The referee's findings of fact refer to a final warning Norman received in October of 1999, after
she used abusive, threatening language towards a co-worker. Norman admits that she was guilty of the
violation for which she received the warning. On August 15, 2001, Norman referred to a supervisor in a
derogatory manner, using profane language. Norman admits to making the derogatory statements about
her supervisor, but only in response to a derogatory racial remark made towards her by her supervisor.
However, Norman never mentioned the racial remark in subsequent meetings with her employer, only
mentioning that her supervisor referred to her as "Ms. Thing." Norman produced no evidence or witnesses
to testify to the use of a derogatory racial remark made by her supervisor. Her employer did testify that
there were witnesses who heard the supervisor call Norman "Ms. Thing" frequently and that she appeared
to like the nickname.
¶6.
As previously noted in our standard of review, a rebuttable presumption exists in favor of the
administrative agency, and Norman, as the challenging party, has the burden of proving otherwise.
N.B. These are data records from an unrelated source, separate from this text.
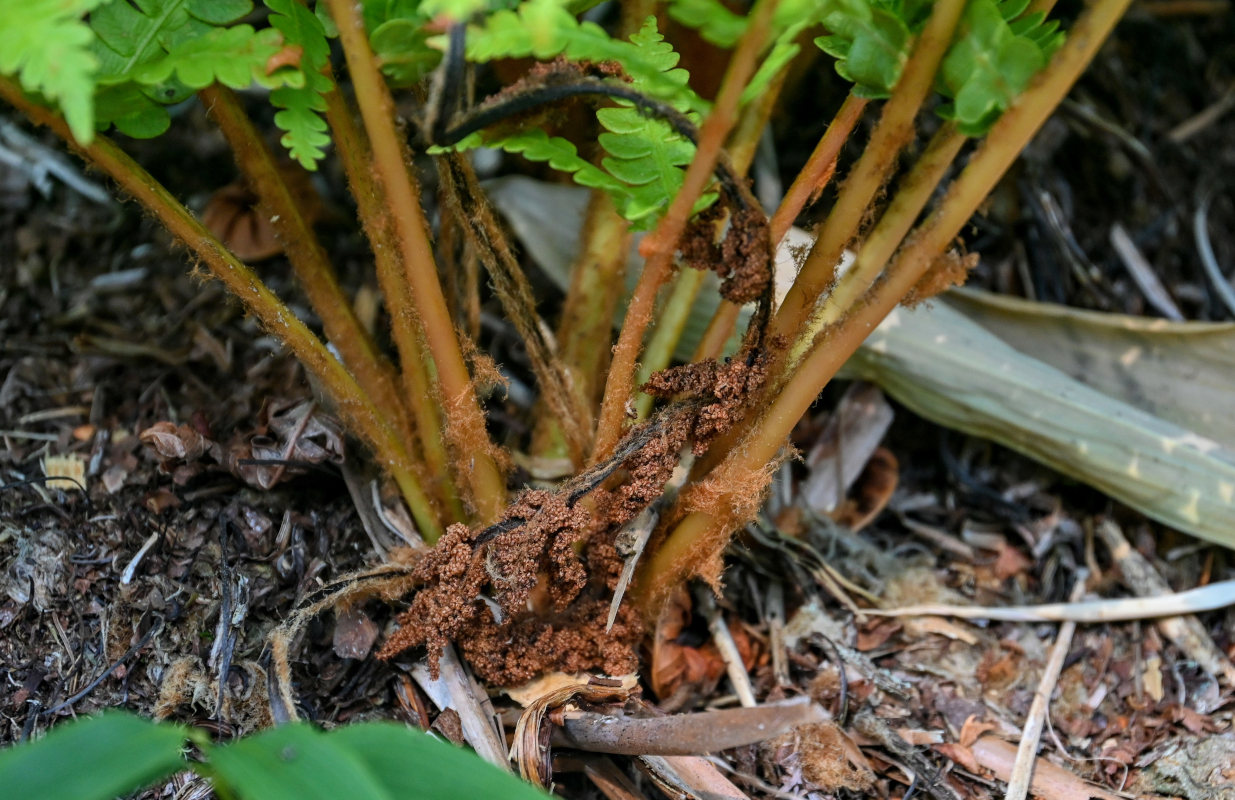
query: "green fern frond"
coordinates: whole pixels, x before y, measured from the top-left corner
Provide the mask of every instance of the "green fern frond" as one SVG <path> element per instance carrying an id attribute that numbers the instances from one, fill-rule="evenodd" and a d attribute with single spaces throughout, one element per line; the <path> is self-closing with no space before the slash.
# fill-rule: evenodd
<path id="1" fill-rule="evenodd" d="M 644 227 L 682 188 L 683 169 L 695 155 L 695 146 L 663 120 L 646 117 L 634 108 L 602 108 L 596 118 L 608 133 L 599 136 L 608 156 L 601 164 L 626 184 L 616 198 L 623 217 Z"/>
<path id="2" fill-rule="evenodd" d="M 96 127 L 111 125 L 129 136 L 150 138 L 167 130 L 164 108 L 195 89 L 225 78 L 231 86 L 265 74 L 278 52 L 270 34 L 235 22 L 253 10 L 251 0 L 111 0 L 90 16 L 98 39 Z M 287 70 L 281 70 L 286 73 Z"/>
<path id="3" fill-rule="evenodd" d="M 99 42 L 99 81 L 133 80 L 140 67 L 176 45 L 252 10 L 250 0 L 111 0 L 90 15 Z"/>
<path id="4" fill-rule="evenodd" d="M 674 21 L 694 28 L 717 47 L 733 47 L 746 32 L 746 18 L 720 0 L 672 0 L 666 10 Z"/>
<path id="5" fill-rule="evenodd" d="M 530 0 L 515 11 L 498 11 L 469 29 L 467 47 L 468 57 L 476 61 L 558 55 L 593 63 L 615 61 L 630 76 L 631 88 L 673 105 L 688 117 L 706 106 L 687 86 L 689 75 L 678 68 L 679 56 L 657 30 L 655 17 L 649 17 L 629 41 L 621 41 L 597 25 L 579 23 L 559 0 Z M 490 139 L 473 134 L 455 149 L 483 143 L 547 162 L 583 186 L 608 192 L 635 229 L 649 228 L 681 188 L 684 167 L 694 158 L 695 146 L 664 120 L 645 116 L 627 101 L 615 102 L 619 108 L 596 114 L 606 131 L 599 136 L 606 153 L 601 160 L 603 169 L 580 157 L 570 142 L 543 131 Z M 704 205 L 713 199 L 709 197 Z"/>
<path id="6" fill-rule="evenodd" d="M 818 26 L 831 8 L 832 0 L 782 0 L 772 15 L 771 45 L 742 90 L 739 99 L 745 105 L 767 91 L 802 47 L 797 39 L 803 31 Z M 669 16 L 694 28 L 707 41 L 719 47 L 733 47 L 746 32 L 749 20 L 733 13 L 720 0 L 671 0 L 666 6 Z"/>
<path id="7" fill-rule="evenodd" d="M 579 22 L 561 0 L 529 0 L 469 26 L 467 57 L 478 62 L 560 55 L 591 63 L 612 61 L 622 65 L 640 91 L 683 110 L 705 111 L 707 102 L 687 86 L 686 70 L 674 68 L 678 56 L 672 46 L 649 46 L 639 38 L 644 35 L 641 31 L 631 41 L 614 39 L 593 22 Z"/>
<path id="8" fill-rule="evenodd" d="M 74 138 L 94 136 L 98 57 L 82 17 L 102 0 L 0 0 L 0 74 L 59 105 Z"/>
<path id="9" fill-rule="evenodd" d="M 330 61 L 330 43 L 321 20 L 295 0 L 265 0 L 271 10 L 270 24 L 283 34 L 286 45 L 302 49 L 300 71 L 304 83 L 287 85 L 270 93 L 270 102 L 282 109 L 274 115 L 274 124 L 284 132 L 280 140 L 292 158 L 308 170 L 317 169 L 317 162 L 326 155 L 330 136 L 326 133 L 326 92 L 334 90 L 334 82 L 322 74 Z"/>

We are
not permitted to reweigh the facts of the case or insert our judgment for that of the agency and, having
found substantial evidence to support the decision and having found no arbitrary or capricious action to
exist on the part of the MESC, we affirm the lower court.
¶7.
THE JUDGMENT OF THE ALCORN COUNTY CIRCUIT COURT IS AFFIRMED.
McMILLIN, C.J., KING AND SOUTHWICK, P.JJ., BRIDGES, THOMAS, IRVING,
MYERS, CHANDLER AND GRIFFIS, JJ., CONCUR.